Back in February 2011, Peter Schooff of eBizQ.net asked a very important question, “How big is a process?” The very insightful comments that answer the question bring forth many interesting perspectives on the size of a process. Ranging from the length of a string to single “value chain” process, the debate is very enlightening.

However, outside these very pertinent arguments, I strongly believe the size of a process is all about management capacity. A “process” must be measureable and manageable. And it is best managed under a single process owner, ideally a CxO, allowing clear decision making to govern the process.

Many a time, in a desire to have an end-to-end view, organizations tend to meander towards large, complicated and sometimes complex processes. Cutting across the authority lines among different CxO’s, the process tends to become a broth with many cooks. I guess we all know what happens when many cooks come together for a single broth.

This also means that apart from the process diagram, no human element is able to comprehend or re-collect the process. It also results in loss of memory of the reasons the process has taken to become the maze it has turned out to be. At a time of change, intensive efforts are required to evaluate the process and more often than not this leads to process-fatigue.

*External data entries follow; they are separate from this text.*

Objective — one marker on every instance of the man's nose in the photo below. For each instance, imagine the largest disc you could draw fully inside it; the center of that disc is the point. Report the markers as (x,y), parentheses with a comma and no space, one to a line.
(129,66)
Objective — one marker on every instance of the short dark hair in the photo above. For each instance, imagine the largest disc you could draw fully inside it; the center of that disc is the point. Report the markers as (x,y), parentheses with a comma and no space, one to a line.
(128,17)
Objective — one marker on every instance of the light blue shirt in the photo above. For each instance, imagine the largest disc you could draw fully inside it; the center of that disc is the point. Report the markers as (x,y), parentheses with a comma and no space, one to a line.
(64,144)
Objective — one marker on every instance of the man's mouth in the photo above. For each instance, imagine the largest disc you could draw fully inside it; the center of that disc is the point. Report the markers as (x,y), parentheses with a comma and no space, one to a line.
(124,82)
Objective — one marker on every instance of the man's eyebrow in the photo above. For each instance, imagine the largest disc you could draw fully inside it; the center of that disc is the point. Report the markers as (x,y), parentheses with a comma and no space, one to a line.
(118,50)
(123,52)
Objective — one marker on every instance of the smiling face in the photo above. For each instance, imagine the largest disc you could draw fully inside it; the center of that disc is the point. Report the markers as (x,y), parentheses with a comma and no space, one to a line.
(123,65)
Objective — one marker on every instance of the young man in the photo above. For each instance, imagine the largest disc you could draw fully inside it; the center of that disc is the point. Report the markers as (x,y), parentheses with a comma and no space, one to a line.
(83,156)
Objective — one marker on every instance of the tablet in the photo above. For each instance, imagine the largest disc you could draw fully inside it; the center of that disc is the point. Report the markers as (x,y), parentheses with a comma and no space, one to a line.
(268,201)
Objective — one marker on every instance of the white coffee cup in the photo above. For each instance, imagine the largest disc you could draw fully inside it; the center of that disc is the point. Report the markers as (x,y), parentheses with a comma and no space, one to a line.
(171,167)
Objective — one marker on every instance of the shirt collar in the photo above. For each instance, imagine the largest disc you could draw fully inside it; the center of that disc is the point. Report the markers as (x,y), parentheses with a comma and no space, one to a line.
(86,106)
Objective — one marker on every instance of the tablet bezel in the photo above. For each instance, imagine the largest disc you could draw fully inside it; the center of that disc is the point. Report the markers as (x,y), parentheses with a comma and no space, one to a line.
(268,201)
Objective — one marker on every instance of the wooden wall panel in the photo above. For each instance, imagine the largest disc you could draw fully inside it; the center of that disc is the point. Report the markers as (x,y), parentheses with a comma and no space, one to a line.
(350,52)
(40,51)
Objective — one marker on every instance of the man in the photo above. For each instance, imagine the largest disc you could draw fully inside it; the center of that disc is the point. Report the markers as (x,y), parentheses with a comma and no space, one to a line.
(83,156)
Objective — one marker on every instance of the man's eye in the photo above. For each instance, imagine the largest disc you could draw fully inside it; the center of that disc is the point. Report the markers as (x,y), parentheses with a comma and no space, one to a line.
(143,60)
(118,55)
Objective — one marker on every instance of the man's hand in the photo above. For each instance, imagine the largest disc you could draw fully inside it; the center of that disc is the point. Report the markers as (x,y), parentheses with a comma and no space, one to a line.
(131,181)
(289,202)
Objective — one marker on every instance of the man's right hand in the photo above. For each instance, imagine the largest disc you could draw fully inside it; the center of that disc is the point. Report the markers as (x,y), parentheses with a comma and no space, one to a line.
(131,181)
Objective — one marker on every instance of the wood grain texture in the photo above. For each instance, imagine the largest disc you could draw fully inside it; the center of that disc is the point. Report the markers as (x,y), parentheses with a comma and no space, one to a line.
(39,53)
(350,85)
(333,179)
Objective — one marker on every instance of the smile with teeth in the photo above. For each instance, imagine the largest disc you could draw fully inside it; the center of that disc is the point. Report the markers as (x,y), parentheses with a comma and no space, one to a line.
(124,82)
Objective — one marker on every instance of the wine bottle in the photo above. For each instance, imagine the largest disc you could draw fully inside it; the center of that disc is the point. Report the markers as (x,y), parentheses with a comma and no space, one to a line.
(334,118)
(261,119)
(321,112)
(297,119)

So what is Management Capacity?

Management Capacity is the capacity, within which a CxO sets strategies, ensures execution, monitors performance and achieves objectives under the boundaries set by the demands of their function and corporate governance.

Obviously, to attain this we need to achieve the below:

  1. Each process must be manageable under a Single CxO Process Owner
  2. Each Process and its sub-processes must link to Enterprise KPIs under the respective CxO

In cases, where it is identified that a process spreads across more than one CxO, it is best to break it down and the process architecture changed to meet the above. The same principle applies when you go down to department level under a CxO.

An intangible element that also plays a key role is the CxO’s capability and ability to manage well. But, as we all know, good management is a pre-requisite to any good process to perform well.

So, if you want to get your processes performing, ensure they are defined and assigned under the right authority with the capacity to manage them.